Castleton SSSI
- Location of Castleton SSSI.
- Area of search: Derbyshire
- Grid reference: SK120820
- Coordinates: 53°20′05″N 1°49′17″W﻿ / ﻿53.334775°N 1.8212606°W
- Area: 2,035.9 acres (8.239 km^{2}; 3.181 sq mi)
- Notification date: 1987

= Castleton SSSI, Derbyshire =

Protected area in Derbyshire, England

Castleton is a Site of Special Scientific Interest (SSSI) in Derbyshire, England within Peak District National Park. It is located between Castleton and Sparrowpit, close to Edale and borders Mam Tor hill.

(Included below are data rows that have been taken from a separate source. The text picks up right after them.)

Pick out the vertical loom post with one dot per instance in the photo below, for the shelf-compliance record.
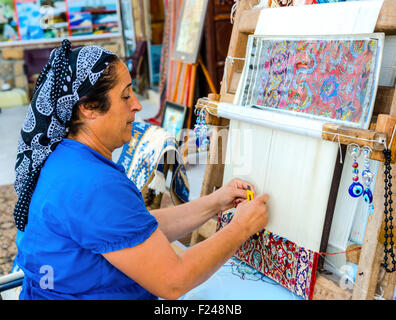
(207, 76)
(191, 80)
(191, 93)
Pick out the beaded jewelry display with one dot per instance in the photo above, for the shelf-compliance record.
(201, 131)
(356, 188)
(390, 266)
(367, 179)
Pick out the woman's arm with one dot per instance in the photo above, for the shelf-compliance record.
(176, 222)
(161, 271)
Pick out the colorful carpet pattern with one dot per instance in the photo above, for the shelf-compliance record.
(325, 79)
(144, 160)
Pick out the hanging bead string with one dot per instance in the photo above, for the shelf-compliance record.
(229, 60)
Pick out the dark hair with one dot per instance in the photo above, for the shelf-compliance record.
(97, 98)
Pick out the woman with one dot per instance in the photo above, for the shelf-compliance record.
(89, 235)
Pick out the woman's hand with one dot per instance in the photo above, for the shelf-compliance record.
(232, 193)
(252, 216)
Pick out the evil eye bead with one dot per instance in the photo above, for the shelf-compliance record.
(368, 196)
(356, 189)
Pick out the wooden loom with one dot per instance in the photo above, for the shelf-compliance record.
(370, 255)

This protected area includes Winnats Pass.

== Geology ==
Castleton SSSI marks the northernmost extent of carboniferous limestone within the Peak District. Underground, the area has important cave systems, including Eldon Hole, located near Eldon Hill. The karst drainage systems connected to this protected area include Peak Cavern, Treak Cliff Cavern and Speedwell Cavern.

== Biology ==
The site has important species-rich limestone grasslands and rock-ledge plant communities. Polemonium caeruleum and Geranium lucidum have been recorded in rock ledge communities around Winnats Pass.

== Land ownership ==
Landowners within the area designated as Castleton SSSI include the Duchy of Lancaster and the Diocese of Derby (via its Diocesan Board of Finance).